- This is another – fairly brief – take on "Tolstoy (Leo) - The Death of Ivan Ilyich", which I’ve myself covered in a Note on Ivan Ilych1.
- James Baillie is correct to say – as he does – that there’s a distinction between a first person and a third person view2 of the world, and that our ready acceptance of the fact that all will die, is viewing ourselves objectively in the third person sense almost as a separate individual.

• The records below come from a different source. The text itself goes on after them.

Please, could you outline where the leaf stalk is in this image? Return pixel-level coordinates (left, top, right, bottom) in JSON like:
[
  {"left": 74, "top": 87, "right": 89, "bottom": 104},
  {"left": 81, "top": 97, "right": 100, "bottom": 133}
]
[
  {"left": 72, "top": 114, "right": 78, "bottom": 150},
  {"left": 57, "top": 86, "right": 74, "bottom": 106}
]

- He is also right to say that subjectively we are at the centre of our – even “the” – world, as the location of our brain and the bulk of our sense-organs is in our head, around which the world seems to revolve. He cites "Johnston (Mark) - Surviving Death" in support of this3. He’s right that this pre-eminence given to ourselves is absurd from a third-person perspective, but I think this is a perspective that we grow out of fairly early in childhood.
- He’s also right that the reality of our own impending death gives us as an “existential shock” when we really first take it seriously, and that it’s something that we do our best to ignore by just getting on with things.

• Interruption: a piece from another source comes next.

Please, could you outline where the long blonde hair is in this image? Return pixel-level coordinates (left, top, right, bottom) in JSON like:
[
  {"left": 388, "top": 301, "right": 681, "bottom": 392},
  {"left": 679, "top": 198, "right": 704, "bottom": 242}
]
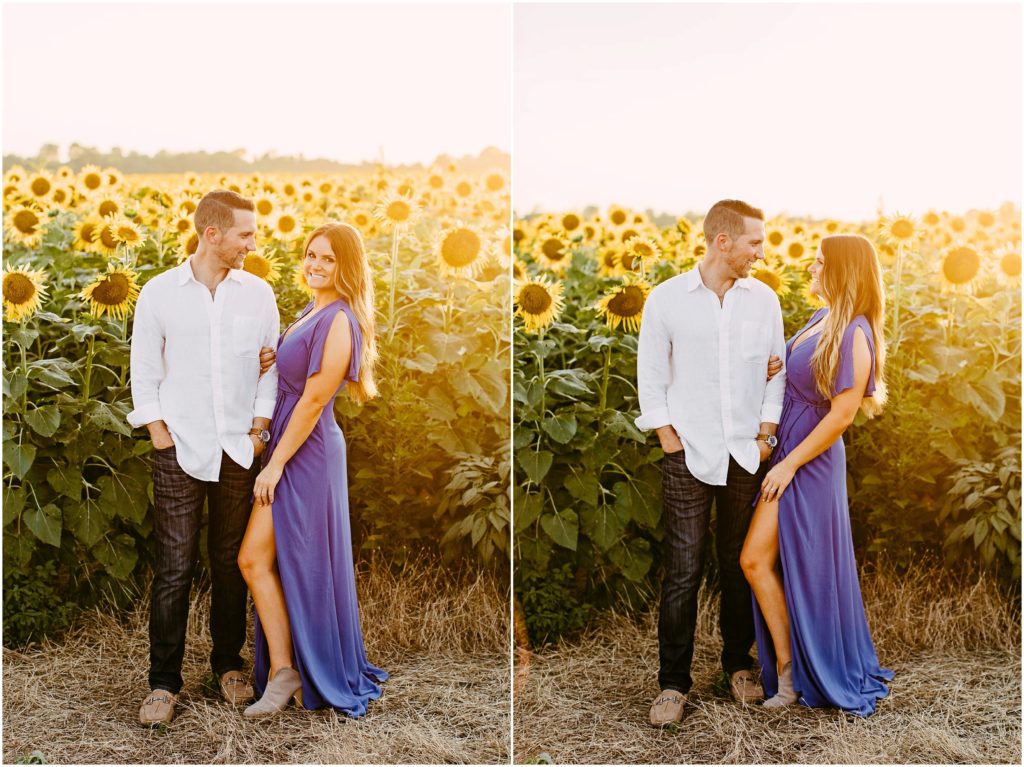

- His own crisis (first) occurred quite late in life – though not as late as Ivan’s – at age 27, after “a retreat”, though he doesn’t specify what kind of retreat – maybe a Buddhist one as that’s his metier. I think mine4 – in the sense of meditating on the inconceivability of my own ultimate “ceasing to be” occurred in my mid-teens, I think.

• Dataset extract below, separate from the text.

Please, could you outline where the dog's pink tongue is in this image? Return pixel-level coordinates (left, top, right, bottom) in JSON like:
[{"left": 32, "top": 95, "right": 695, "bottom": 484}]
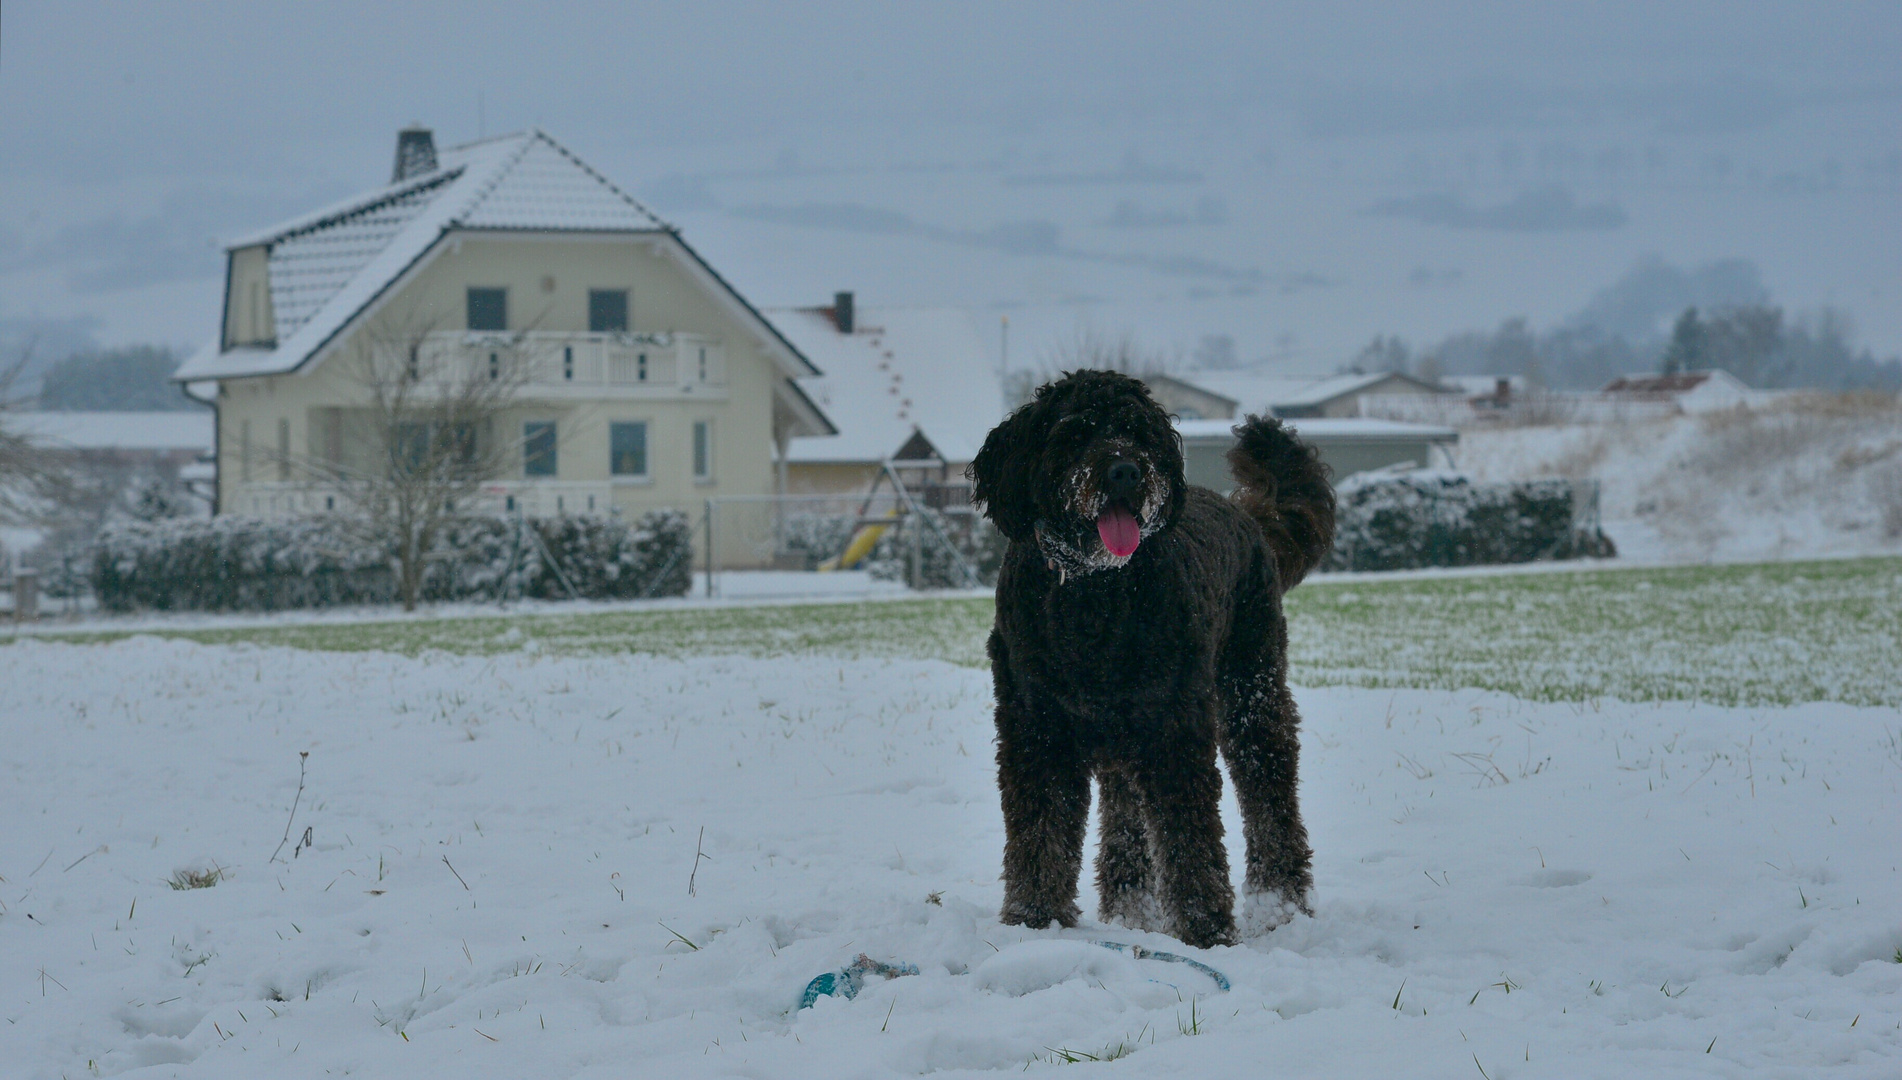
[{"left": 1097, "top": 505, "right": 1141, "bottom": 558}]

- Baillie’s opinion is that the existential shock is caused by the realisation that the Self5 is illusory. He attributes this supposed insight to Buddhism6, “rediscovered” by Hume7, whose introspection revealed no Self, but only a succession of “impressions”.
- looking at this more closely, Baillie cites "Garfield (Jay L.) - Engaging Buddhism: Why It Matters to Philosophy" to the effect that what’s wrong with our ‘primal confusion’ in seeing ourselves and the world through the ….
- Baillie’s take on the matter is not mine, however. Nor is it the view of common sense. You’d have thought that the realisation that the Self is illusory would either itself cause the existential crisis, or – if it didn’t – would defuse the one caused by the realisation of ultimate non-existence.
For the full text, see Aeon: Baillie - We all know that we will die, so why do we struggle to believe it?.
- He uses the terms ‘inside’ and ‘outside’ views of the world.
- This book came up at Heythrop. I seem to have got some way in reading and commenting on the long first Chapter – "Johnston (Mark) - Is Heaven a Place We Can Get To?", but may not have finished. I need to follow up on this and review what I read / wrote.